Давно уже меня смущал энтузиазм его поклонников. Не
впервые их эпитеты казались чересчур восторженными. Когда он
приезжал в Ленинград, его встречали, сопровождали, вокруг него
постоянно роился народ. Его "расхватывали" на лекции в самые
разные институты. То же самое творилось и в Москве. И
занимались этим не любители сенсации, не журналисты -
открыватели непризнанных гениев: есть такая публика, - как раз
наоборот, серьезные ученые, молодые доктора наук - весьма
точных наук, люди скептические, готовые скорее свергать
авторитеты, чем устанавливать.
Чем для них был Любищев - казалось бы, провинциальный
профессор, откуда-то из Ульяновска, не лауреат, не член ВАКа...
Его научные труды? Их оценивали высоко, но имелись математики и
покрупнее Любищева, и генетики позаслуженнее его.
Его эрудиция? Да, он много знал, но в наше время эрудицией
можно удивить, а не завоевать.
Его принципиальность, смелость? Да, конечно... смелых идей
у него хватало...
Но я, например, немногие из них мог оценить, и большинство
мало что понимало в его специальных исследованиях... Что им
было до того, что Любищев получал лучшую дискриминацию трех
видов Хэтокнема? Я понятия не имел, что это за Хэтокнем, и до
сих пор не знаю; И дискриминантные функции тоже не представляю.

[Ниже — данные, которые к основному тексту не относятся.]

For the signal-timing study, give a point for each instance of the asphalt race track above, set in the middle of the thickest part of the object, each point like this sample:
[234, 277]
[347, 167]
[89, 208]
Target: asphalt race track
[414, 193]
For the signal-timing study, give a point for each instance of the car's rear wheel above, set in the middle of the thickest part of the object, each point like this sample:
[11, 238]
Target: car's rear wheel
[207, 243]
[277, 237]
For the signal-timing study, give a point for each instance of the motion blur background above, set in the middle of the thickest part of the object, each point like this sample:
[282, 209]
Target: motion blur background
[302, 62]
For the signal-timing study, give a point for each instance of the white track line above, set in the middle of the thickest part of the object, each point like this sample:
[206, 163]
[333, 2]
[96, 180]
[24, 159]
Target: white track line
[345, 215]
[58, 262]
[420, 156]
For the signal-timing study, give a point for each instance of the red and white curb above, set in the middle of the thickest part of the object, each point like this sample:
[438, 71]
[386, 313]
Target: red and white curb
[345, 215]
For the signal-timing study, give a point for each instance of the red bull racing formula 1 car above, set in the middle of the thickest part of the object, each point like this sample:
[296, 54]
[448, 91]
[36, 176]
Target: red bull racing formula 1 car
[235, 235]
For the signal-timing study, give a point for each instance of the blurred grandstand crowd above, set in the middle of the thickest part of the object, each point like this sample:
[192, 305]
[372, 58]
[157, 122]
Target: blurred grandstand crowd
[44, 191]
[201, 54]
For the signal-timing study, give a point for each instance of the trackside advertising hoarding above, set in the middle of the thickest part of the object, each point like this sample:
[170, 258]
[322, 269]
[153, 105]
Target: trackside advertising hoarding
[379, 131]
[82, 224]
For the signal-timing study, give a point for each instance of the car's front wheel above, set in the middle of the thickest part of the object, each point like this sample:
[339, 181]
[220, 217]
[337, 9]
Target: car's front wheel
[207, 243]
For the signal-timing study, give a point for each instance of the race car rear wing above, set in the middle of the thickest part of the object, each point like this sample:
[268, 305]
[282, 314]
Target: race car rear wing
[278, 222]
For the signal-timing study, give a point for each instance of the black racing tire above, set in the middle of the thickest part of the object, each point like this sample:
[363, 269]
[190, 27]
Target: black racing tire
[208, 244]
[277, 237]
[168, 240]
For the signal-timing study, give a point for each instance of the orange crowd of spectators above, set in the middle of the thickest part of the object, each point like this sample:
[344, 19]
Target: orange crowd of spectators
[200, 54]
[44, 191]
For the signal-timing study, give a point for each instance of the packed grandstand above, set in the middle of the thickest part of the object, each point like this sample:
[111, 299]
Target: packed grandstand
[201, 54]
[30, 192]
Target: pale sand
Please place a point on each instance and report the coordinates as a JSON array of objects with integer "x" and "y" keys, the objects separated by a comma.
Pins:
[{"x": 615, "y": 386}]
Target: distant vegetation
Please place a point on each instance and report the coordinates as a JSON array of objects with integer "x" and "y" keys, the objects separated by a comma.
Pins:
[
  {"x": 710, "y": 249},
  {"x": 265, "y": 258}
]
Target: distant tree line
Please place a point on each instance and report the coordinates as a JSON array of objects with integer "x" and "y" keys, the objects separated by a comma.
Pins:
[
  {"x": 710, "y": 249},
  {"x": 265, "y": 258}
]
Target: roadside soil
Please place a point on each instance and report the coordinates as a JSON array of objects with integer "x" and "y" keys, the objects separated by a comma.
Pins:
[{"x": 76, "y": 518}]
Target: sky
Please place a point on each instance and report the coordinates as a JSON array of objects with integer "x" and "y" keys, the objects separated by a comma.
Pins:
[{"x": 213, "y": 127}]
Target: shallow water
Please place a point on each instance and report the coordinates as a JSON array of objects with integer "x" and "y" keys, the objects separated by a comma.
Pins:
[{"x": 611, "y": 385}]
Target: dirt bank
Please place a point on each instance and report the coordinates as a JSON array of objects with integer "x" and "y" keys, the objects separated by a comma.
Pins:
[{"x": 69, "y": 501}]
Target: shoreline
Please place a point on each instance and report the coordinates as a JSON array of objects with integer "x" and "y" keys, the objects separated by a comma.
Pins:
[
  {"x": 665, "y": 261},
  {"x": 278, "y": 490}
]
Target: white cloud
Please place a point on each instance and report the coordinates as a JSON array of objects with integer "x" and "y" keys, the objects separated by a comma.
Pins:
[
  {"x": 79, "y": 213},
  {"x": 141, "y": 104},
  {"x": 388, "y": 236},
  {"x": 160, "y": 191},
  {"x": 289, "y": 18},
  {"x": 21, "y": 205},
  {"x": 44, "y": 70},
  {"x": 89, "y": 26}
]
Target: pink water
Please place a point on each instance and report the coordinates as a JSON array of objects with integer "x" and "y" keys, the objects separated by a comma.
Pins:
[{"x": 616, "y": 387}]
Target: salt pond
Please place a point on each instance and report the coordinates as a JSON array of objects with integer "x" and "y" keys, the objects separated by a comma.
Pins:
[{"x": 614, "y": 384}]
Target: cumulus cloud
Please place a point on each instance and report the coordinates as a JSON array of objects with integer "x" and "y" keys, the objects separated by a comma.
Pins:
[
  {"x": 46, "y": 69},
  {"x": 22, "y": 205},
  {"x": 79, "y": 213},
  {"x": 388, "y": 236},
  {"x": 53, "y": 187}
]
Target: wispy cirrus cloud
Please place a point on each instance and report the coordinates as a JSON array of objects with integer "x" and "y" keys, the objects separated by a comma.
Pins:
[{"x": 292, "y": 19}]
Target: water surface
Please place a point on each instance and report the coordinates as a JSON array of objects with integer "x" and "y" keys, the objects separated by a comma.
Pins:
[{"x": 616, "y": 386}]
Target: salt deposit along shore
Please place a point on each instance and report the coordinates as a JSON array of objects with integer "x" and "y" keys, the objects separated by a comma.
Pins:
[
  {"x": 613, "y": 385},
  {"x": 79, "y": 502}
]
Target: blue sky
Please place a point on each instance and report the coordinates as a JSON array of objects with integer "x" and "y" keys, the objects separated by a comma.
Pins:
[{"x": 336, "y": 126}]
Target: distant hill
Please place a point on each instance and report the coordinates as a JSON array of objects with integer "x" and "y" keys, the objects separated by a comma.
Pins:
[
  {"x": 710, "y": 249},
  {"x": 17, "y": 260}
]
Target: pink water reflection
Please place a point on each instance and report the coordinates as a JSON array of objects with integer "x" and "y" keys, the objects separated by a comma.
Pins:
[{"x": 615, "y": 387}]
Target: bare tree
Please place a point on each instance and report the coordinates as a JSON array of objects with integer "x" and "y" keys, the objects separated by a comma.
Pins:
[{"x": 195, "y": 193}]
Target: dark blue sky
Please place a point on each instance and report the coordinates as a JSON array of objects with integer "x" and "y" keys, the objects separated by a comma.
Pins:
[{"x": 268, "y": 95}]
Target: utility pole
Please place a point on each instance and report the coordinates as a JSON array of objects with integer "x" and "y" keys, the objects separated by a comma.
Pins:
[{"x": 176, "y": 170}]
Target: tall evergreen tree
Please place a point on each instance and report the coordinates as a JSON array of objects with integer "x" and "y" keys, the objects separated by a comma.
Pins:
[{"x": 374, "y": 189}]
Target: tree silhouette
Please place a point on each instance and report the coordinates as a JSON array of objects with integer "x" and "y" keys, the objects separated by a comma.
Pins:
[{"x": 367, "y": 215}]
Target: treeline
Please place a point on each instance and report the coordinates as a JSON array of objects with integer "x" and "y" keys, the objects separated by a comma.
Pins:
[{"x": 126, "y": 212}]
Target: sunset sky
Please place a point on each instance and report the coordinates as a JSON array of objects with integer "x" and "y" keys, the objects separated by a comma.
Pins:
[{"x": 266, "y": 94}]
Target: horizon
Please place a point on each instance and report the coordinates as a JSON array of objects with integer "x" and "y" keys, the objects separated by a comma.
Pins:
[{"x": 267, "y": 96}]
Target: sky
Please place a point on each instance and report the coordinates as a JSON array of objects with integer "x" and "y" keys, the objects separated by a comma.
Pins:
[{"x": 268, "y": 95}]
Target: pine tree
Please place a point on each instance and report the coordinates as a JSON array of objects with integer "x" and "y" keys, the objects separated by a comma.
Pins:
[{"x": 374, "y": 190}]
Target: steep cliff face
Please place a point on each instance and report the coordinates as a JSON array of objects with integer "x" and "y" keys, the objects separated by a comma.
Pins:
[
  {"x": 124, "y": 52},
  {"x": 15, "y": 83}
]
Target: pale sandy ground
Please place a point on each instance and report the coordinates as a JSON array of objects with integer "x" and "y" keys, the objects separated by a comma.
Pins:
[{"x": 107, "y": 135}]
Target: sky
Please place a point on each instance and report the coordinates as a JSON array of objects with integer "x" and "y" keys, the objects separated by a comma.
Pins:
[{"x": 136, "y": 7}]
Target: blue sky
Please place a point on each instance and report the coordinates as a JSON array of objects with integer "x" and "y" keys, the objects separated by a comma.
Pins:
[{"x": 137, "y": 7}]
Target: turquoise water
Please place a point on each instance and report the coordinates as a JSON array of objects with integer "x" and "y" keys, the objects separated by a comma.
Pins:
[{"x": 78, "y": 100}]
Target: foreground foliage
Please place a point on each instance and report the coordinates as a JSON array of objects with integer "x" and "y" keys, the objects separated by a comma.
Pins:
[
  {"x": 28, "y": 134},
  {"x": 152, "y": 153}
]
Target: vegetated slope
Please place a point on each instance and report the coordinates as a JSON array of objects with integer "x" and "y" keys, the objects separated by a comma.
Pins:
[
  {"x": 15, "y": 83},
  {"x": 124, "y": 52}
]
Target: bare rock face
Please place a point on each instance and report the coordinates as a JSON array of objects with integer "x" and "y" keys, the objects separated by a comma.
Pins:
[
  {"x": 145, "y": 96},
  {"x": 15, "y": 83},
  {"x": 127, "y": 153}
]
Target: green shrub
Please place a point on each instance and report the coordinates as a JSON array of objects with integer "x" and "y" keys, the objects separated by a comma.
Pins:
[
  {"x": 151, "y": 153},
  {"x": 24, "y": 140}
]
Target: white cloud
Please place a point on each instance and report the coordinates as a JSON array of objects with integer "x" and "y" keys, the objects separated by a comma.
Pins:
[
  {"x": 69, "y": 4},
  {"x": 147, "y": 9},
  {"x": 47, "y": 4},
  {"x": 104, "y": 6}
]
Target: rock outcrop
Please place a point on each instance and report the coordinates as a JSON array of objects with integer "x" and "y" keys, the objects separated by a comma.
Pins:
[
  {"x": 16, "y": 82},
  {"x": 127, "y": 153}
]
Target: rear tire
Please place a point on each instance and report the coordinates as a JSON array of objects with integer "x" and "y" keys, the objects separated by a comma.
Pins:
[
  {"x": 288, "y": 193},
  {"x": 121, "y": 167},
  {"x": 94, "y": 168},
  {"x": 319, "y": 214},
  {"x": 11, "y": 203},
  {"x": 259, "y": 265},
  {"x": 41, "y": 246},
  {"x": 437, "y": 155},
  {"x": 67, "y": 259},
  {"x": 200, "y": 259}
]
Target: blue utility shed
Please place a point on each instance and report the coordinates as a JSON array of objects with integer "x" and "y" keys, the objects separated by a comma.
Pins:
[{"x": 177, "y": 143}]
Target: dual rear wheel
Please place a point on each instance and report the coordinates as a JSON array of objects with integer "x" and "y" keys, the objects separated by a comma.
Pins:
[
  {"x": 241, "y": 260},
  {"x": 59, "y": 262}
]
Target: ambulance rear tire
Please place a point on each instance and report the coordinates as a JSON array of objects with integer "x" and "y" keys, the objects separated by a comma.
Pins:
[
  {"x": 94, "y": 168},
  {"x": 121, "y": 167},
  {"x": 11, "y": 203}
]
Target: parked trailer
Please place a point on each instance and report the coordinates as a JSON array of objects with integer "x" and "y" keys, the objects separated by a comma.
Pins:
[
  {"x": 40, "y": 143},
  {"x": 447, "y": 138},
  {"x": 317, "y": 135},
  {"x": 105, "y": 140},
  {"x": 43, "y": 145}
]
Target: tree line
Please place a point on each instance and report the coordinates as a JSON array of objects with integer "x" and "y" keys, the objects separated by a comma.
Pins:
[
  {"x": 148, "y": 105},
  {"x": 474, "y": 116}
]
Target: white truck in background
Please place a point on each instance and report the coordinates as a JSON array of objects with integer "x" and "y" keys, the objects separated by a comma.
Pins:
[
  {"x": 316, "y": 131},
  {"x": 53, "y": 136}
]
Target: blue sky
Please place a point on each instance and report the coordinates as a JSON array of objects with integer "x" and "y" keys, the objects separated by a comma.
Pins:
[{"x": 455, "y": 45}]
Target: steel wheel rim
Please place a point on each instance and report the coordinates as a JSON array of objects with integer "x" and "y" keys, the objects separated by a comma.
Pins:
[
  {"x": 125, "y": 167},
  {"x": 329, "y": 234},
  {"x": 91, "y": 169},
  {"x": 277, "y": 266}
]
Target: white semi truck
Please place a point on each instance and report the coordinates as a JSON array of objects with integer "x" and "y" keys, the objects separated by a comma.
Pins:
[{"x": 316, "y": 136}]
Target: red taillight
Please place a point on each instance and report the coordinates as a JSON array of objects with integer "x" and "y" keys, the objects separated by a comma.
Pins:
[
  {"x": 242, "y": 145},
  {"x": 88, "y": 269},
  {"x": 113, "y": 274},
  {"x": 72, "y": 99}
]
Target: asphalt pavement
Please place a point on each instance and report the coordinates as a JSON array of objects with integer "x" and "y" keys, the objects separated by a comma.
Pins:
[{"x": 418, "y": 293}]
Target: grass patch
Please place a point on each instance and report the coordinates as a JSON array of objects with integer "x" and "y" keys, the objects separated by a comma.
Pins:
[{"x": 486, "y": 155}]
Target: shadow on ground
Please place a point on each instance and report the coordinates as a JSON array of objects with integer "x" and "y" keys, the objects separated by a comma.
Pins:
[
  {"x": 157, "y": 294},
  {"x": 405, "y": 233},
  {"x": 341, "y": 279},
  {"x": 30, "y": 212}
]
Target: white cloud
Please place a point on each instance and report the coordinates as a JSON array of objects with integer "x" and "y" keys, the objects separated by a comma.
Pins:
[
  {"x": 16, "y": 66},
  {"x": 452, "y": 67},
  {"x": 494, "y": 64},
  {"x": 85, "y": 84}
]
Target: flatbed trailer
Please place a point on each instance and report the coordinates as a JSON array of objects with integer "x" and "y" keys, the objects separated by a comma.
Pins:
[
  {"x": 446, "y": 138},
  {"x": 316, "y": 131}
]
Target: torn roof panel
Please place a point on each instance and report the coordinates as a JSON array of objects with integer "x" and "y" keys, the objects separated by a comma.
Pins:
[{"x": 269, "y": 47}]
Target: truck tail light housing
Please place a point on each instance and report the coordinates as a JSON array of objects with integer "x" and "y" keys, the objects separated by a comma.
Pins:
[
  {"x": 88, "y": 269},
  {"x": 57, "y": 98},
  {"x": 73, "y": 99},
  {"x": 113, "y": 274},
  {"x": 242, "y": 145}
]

И тем не менее редкие встречи с Любищевым производили на меня
сильное впечатление. Оставив свои дела, я следовал за ним,
часами слушал его быструю речь с дикцией отвратительной,
неразборчивой, как и его почерк.
Симптомы этой влюбленности и жадного интереса напомнили
мне таких людей, как Николай Владимирович Тимофеев-Ресовский, и
Лев Давидович Ландау, и Виктор Борисович Шкловский. Правда, там
я знал, что передо мною люди исключительные, всеми признанные
как исключительные. У Любищева же такой известности не было. Я
видел его без всякого ореола: плохо одетый, громоздкий,
некрасивый старик, с провинциальным интересом к разного рода
литературным слухам. Чем он мог пленить? Поначалу казалось, что
привлекает еретичность его взглядов. Все, что он говорил, шло
как бы вразрез. Он умел усомнить самые незыблемые положения. Он
не боялся оспаривать какие угодно авторитеты - Дарвина,
Тимирязева, Тейяра де Шардена, Шредингера... Всякий раз
доказательно, неожиданно, думал оттуда, откуда никто не думал.
Видно было, что он ничего не заимствовал, все было его
собственное, выношенное, проверенное. И говорил он собственными
словами, в их первородном значении.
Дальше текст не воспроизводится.